Kegan Baird’s team also wants to reach out to interested students and guide them through what makes a strong application.
“Last year, we didn’t know what made a strong application until we got them in,” says Segall.
In the application, which is due November 19, students are expected to create a seven-slide presentation that acts as a statement of interest based on a specific industry, such as healthcare or fast food.
Baird says the presentation should answer four key questions: Where do you see issues of racial injustice in the chosen industry? What are the preliminary recommendations to solve these issues? How would your team work together? And lastly, how would your team use the prize money?

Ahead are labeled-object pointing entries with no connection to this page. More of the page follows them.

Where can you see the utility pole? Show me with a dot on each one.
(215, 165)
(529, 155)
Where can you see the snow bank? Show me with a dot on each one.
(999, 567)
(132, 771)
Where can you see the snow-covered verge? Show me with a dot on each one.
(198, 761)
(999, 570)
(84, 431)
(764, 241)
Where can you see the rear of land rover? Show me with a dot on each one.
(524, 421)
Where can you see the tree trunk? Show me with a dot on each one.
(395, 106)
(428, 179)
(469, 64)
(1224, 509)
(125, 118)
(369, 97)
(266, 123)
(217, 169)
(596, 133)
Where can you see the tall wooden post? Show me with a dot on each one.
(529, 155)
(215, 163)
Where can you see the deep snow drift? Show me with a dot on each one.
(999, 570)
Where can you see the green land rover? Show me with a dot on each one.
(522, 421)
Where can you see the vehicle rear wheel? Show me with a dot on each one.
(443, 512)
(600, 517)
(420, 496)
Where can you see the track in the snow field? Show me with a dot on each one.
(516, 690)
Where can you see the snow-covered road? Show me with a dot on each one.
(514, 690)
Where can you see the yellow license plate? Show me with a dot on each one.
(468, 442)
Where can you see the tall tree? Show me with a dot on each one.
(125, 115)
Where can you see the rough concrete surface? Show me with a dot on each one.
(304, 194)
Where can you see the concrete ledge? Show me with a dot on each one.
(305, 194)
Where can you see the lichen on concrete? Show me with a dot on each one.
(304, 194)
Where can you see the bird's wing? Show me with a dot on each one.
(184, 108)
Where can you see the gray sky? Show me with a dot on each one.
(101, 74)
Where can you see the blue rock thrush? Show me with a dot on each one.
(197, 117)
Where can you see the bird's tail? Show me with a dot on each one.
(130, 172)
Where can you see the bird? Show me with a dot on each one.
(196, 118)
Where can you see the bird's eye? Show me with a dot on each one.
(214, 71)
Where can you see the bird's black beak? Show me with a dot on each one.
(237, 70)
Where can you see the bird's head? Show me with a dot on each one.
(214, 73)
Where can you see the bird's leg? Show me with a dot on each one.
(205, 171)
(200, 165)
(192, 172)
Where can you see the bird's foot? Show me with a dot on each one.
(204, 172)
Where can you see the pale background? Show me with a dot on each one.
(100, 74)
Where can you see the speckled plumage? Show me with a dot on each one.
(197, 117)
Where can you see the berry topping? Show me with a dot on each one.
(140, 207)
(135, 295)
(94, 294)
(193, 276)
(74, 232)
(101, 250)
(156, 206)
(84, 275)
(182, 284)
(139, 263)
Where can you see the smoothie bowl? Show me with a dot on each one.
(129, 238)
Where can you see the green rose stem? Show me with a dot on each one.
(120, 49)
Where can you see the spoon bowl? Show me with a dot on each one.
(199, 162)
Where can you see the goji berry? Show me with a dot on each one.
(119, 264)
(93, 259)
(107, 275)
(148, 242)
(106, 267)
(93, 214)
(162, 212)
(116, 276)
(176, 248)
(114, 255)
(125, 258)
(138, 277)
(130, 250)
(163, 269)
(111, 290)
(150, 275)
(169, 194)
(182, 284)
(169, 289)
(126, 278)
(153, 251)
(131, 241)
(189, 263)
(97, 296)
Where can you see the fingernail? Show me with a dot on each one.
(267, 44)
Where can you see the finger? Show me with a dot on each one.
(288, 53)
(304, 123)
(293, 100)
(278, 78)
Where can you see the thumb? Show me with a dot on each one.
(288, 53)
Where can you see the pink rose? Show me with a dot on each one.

Semi-finalists, who will be notified on December 6, will be paired with a sponsor and a university. They will have six weeks to connect with sponsors, create a budget and allocate parts of it towards primary and secondary research, and, finally, develop recommendations. The presentations should be 20 minutes long with 10 minutes allotted for questions.
“For the preliminary and semifinals, our judging pool was much more regional, based on alumni. But having some geographic diversity among our partner schools and also network diversity is going to mean that our overall judging pool is going to be more national, and more diverse,” she says.
LATE CONGRESSMAN’S FAMILY SUPPORTS THE COMPETITION
They have also adjusted the rubric for student evaluation and will prepare the judges for consistent results.
“We see this as the beginning, not the destination. We see the competition as a flagship in a constellation of initiatives. There are all kinds of educational opportunities in and around the competition, and we are looking to explore leadership development,” says Segall.
“There are opportunities to… connect and build communities across industries of leaders and drive more systematic positive change,” she adds.
The late John Lewis’s family have supported this initiative. “I think that’s been a really special part of this competition that we can connect back to Congressman Lewis’s vision and his mantra of encouraging us to get into good trouble,” says Segall. “That’s the guiding light for us.”